There could be few reasons… One reason, I believe, is that I have become ultra-sensitive to my ex girlfriend’s BPD characteristics and that troubled me greatly. I am on the lookout for these types of behaviors and red flags now. Once you’ve experienced the craziness a Borderline brings into your life, you become vigilant in your avoidance of such behaviors.
Another reason is that something in my behavior and personality is drawing-in, or attracting disordered individuals to my life. It is said that narcissists are the perfect match for a BPD. Though I would agree that I may have some narcissistic-tendencies, I do not believe I am a text-book narcissist. However, another type of personality is known to draw-in BPD’s… People who have codependent personalities are often prone to getting involved with Borderlines. I am a recovering codependent without a doubt.
How do you stop attracting disordered individuals?

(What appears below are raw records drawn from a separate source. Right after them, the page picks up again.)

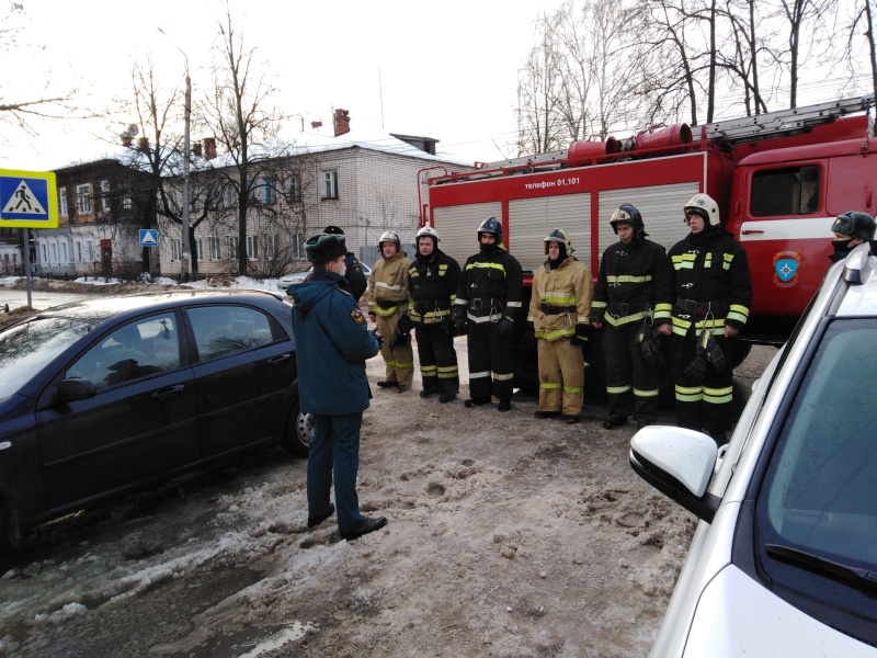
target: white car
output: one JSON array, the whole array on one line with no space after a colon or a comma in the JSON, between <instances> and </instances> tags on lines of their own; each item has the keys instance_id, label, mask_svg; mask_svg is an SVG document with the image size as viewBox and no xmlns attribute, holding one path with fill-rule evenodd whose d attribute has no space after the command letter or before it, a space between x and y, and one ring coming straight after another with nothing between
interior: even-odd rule
<instances>
[{"instance_id":1,"label":"white car","mask_svg":"<svg viewBox=\"0 0 877 658\"><path fill-rule=\"evenodd\" d=\"M875 266L862 245L831 268L727 449L631 439L634 469L701 519L650 656L877 656Z\"/></svg>"},{"instance_id":2,"label":"white car","mask_svg":"<svg viewBox=\"0 0 877 658\"><path fill-rule=\"evenodd\" d=\"M368 275L372 273L372 268L366 265L364 262L360 261L360 269L365 274L365 277L368 279ZM291 285L296 285L305 281L305 277L310 274L310 270L306 272L293 272L292 274L284 274L277 280L277 290L282 293L286 292Z\"/></svg>"}]
</instances>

We have to take a good, hard look at who we are and what it is in us that is allowing these repeated encounters with disordered individuals. We need to evaluate and learn from our past mistakes or we will continue to repeat them. Be objective about it. Look at yourself objectively and question your behaviors. It is okay to accept some blame for getting involved with these people. We can learn and grow from the insight and introspection.
Borderline Personality Disorder is out there in at least 2% of the US population. It is important that we know what to look for in them, and in ourselves. If we do not take the time to learn from our past BPD relationships, we very well may attract another… and another.